Nearly one in ten self-assessment taxpayers look set to miss today's deadline for paying HM Revenue & Customs, triggering fines of around £418 million.
An estimated 890,000 people who have to fill out a self-assessment tax return are expected either to get the form in late or make a mistake in calculating how much tax they owe, according to IFA Promotion.
The group, which supports the work of independent financial advisers, expects the figure to be slightly higher than the estimated 879,000 people who failed to make the deadline last year.
It claims people will be fined around £89 million for failing to return their form and the extra tax before the January 31 deadline, as well as paying £308 million in fines for miscalculations and £21 million in surcharges for unpaid tax from previous years.
The Revenue said around one million of the 9.5 million people who complete self-assessment tax returns failed to get their forms and the tax they owed in on time each year.

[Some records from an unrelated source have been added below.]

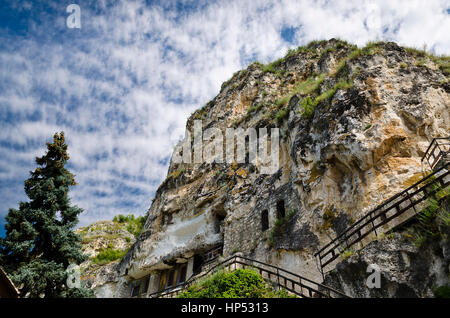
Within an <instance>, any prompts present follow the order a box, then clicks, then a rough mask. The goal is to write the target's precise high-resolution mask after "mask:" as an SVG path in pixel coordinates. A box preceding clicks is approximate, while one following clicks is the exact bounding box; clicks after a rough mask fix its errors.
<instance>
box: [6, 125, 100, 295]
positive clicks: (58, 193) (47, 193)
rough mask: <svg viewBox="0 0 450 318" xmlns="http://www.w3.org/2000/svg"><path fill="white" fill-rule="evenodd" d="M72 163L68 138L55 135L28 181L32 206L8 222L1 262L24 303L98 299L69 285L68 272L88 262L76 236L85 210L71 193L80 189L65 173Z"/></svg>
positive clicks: (15, 209)
mask: <svg viewBox="0 0 450 318" xmlns="http://www.w3.org/2000/svg"><path fill="white" fill-rule="evenodd" d="M68 160H69V155H68V154H67V144H66V143H65V138H64V133H63V132H61V133H60V134H59V135H58V133H55V135H54V136H53V143H47V152H46V153H45V155H44V156H42V157H36V163H37V165H38V167H37V168H36V169H35V170H34V171H30V178H29V179H27V180H26V181H25V193H26V194H27V196H28V198H29V202H20V204H19V209H18V210H17V209H9V213H8V215H7V216H6V222H7V223H6V225H5V228H6V237H5V238H4V239H1V240H0V258H1V260H2V263H3V264H2V265H3V267H4V268H5V270H6V271H7V272H8V274H9V275H11V278H12V280H13V281H14V283H15V284H16V286H18V287H19V289H20V291H21V295H22V297H91V296H93V293H92V291H90V290H88V289H85V288H82V287H80V288H69V287H68V286H67V284H66V281H67V278H68V274H67V272H66V269H67V267H68V266H69V265H70V264H80V263H81V262H82V261H84V260H85V256H84V255H83V254H82V252H81V243H80V242H81V238H80V237H79V236H78V235H76V234H75V233H74V232H73V229H74V227H75V226H76V224H77V223H78V215H79V214H80V213H82V212H83V210H82V209H81V208H79V207H77V206H75V205H71V203H70V199H69V196H68V193H69V187H70V186H74V185H76V183H75V179H74V175H73V174H72V173H71V172H70V171H68V170H67V169H66V168H65V167H64V166H65V164H66V163H67V161H68ZM71 287H72V286H71Z"/></svg>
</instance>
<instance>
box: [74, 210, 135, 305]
mask: <svg viewBox="0 0 450 318" xmlns="http://www.w3.org/2000/svg"><path fill="white" fill-rule="evenodd" d="M128 221H129V220H128ZM133 221H134V217H133ZM135 223H136V222H127V220H125V221H123V222H118V221H99V222H96V223H93V224H90V225H88V226H85V227H81V228H78V229H76V230H75V233H77V234H78V235H80V236H81V239H82V241H81V243H82V251H83V254H85V255H87V256H88V259H87V260H86V261H84V262H83V263H81V264H80V266H79V269H80V274H81V277H80V278H81V281H82V282H83V283H84V284H85V285H86V287H88V288H91V289H94V291H95V294H96V296H97V297H112V296H113V293H112V292H111V289H112V290H115V283H114V282H113V281H114V279H115V278H116V273H117V266H118V264H119V263H120V261H121V260H122V258H123V256H124V255H125V254H126V252H127V251H128V250H129V249H130V247H131V246H132V244H133V243H134V242H135V241H136V235H138V233H139V232H140V231H139V229H138V228H137V227H138V226H134V225H135Z"/></svg>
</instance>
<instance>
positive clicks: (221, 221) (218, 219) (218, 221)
mask: <svg viewBox="0 0 450 318" xmlns="http://www.w3.org/2000/svg"><path fill="white" fill-rule="evenodd" d="M224 220H225V215H224V214H217V213H216V214H215V215H214V232H215V233H216V234H219V233H221V232H222V227H223V221H224Z"/></svg>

People who fail to meet the deadline face an automatic £100 fine, as well as having to pay interest on the tax they owe at 6.5 per cent.
If they have still not submitted their forms and tax six months later they will receive another £100 fine, while persistent offenders can face a fine of up to £60 a day.
Last year the Revenue started sending out shortened tax return forms of just four pages to people with simple affairs. These forms are designed to be completed by September 30 so that the Revenue calculates how much tax people owe.
A Revenue spokeswoman said: "This is the tenth year of self-assessment and the date shouldn't be a surprise.
"If you do miss it you do get a penalty and have to pay interest on any tax not paid."
David Elms, chief executive at IFA promotion, said: "To see that more money is set to be gifted to the taxman this year through fines for late returns and miscalculations is disappointing as it is entirely unnecessary."